L’esperienza del laboratorio di artigianato è iniziata circa un anno fa. I cinque ragazzi di Oranienplatz impegnati nel costruire mobili e oggetti di arredamento sono Malik, Ali Maiga Nouhou, Moussa Usuman, Saidou Moussa e Maiga Chamseddine. Sono tutti rifugiati passati da Lampedusa e oggi frequentano regolarmente un corso di tedesco presso lo Schlesische 27, un centro culturale e giovanile di Kreuzberg da dove è partita l’idea del progetto Cucula.
Quelli costruiti da questi ragazzi non sono dei pezzi di arredamento qualsiasi, i loro disegni traggono infatti spunto da un progetto di Enzo Mari, artista e designer italiano che nel 1974 pubblicò il libro “Autoprogettazione”, un volume che contiene le istruzioni per costruire mobili solo con l’aiuto di tavole e chiodi: un’arte quindi a fonte aperta, accessibile a tutti.

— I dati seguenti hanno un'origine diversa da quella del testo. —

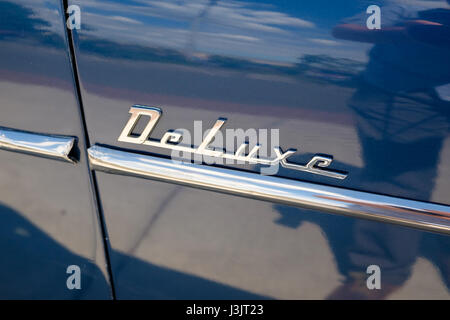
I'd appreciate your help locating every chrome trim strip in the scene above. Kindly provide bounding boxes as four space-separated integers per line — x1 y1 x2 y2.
0 127 75 163
88 145 450 233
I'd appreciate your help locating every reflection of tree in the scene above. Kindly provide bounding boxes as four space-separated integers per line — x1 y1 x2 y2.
0 1 64 47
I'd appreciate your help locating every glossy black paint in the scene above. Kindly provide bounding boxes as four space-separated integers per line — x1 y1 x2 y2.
0 1 112 299
69 1 450 298
0 0 450 299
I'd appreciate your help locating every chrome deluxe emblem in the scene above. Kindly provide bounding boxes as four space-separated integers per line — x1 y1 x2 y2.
118 105 347 179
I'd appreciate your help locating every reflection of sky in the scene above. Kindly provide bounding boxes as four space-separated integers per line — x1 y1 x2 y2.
64 0 372 62
21 0 447 63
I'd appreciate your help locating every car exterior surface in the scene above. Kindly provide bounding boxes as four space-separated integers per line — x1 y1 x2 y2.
0 0 450 299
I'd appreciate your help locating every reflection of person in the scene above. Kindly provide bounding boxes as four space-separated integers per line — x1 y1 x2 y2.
330 2 450 298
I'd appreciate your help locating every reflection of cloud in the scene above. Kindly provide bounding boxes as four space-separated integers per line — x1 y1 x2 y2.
111 16 142 24
309 38 339 46
73 0 365 63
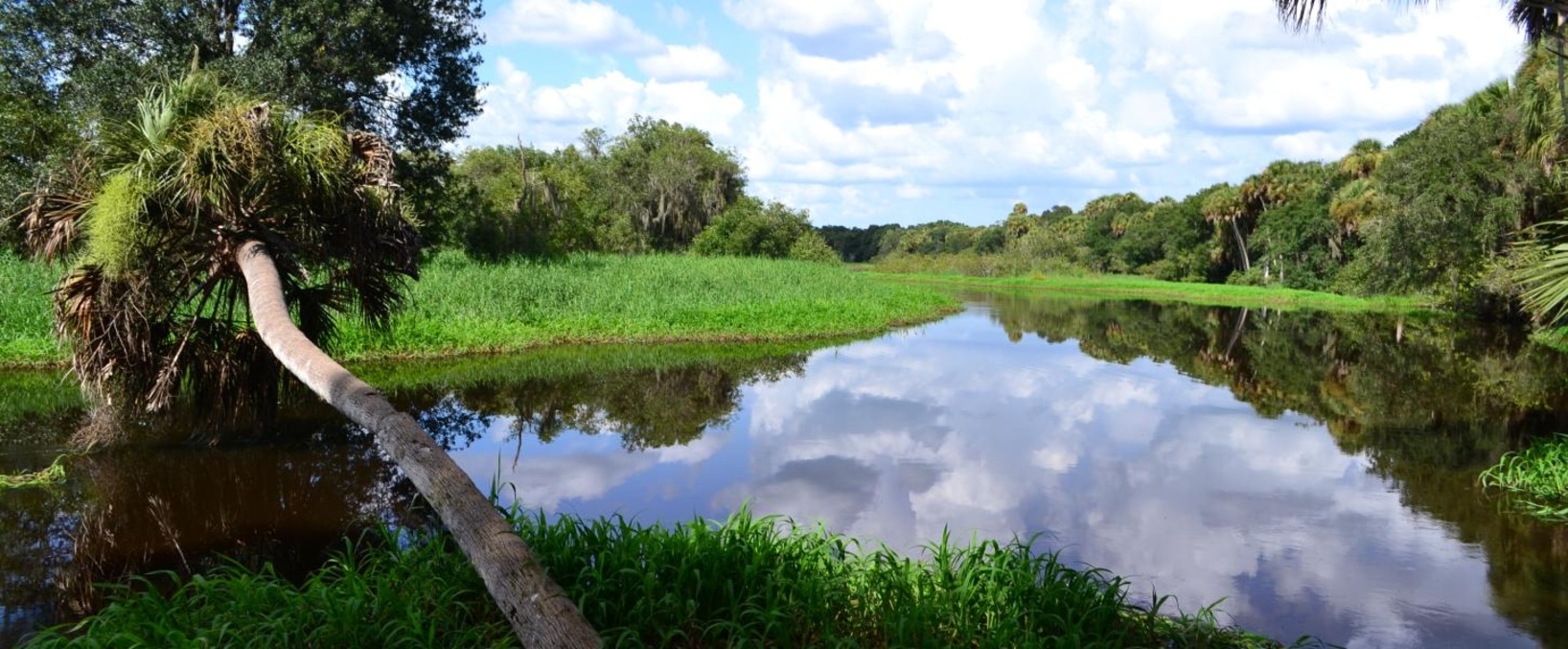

In ogni caso, il progetto Cucula è innanzitutto importante per il concetto di lavoro ed impegno sociale che prova a portare avanti, piuttosto che per i mobili in sé, si tratta infatti di un tentativo di trovare una maniera concreta per garantire ai ragazzi di Oranienplatz impegnati nella costruzione la possibilità di rimanere regolarmente in Germania. A finanziare la start-up è Anneliese Boedecker, figlia del fondatore della Weberbank, una delle più importanti banche di investimento del Paese.
Nella prefazione di “Autoprogettazione”, Enzo Mari scrive questa frase: “L’autore spera che la sua idea verrà estesa nel futuro”. Certo non poteva immaginare cosa sarebbe successo a distanza di così tanti anni. Sulla parete del laboratorio di Cucula oggi è appesa una foto. Si nota un uomo anziano, con la barba bianca. “Il nostro capo”, dice Malik Agachi. È Enzo Mari. “Lo conosci?” “Sì, certo”, risponde Malik. I ragazzi di Cucula sono andati a trovarlo quando sono stati a Milano.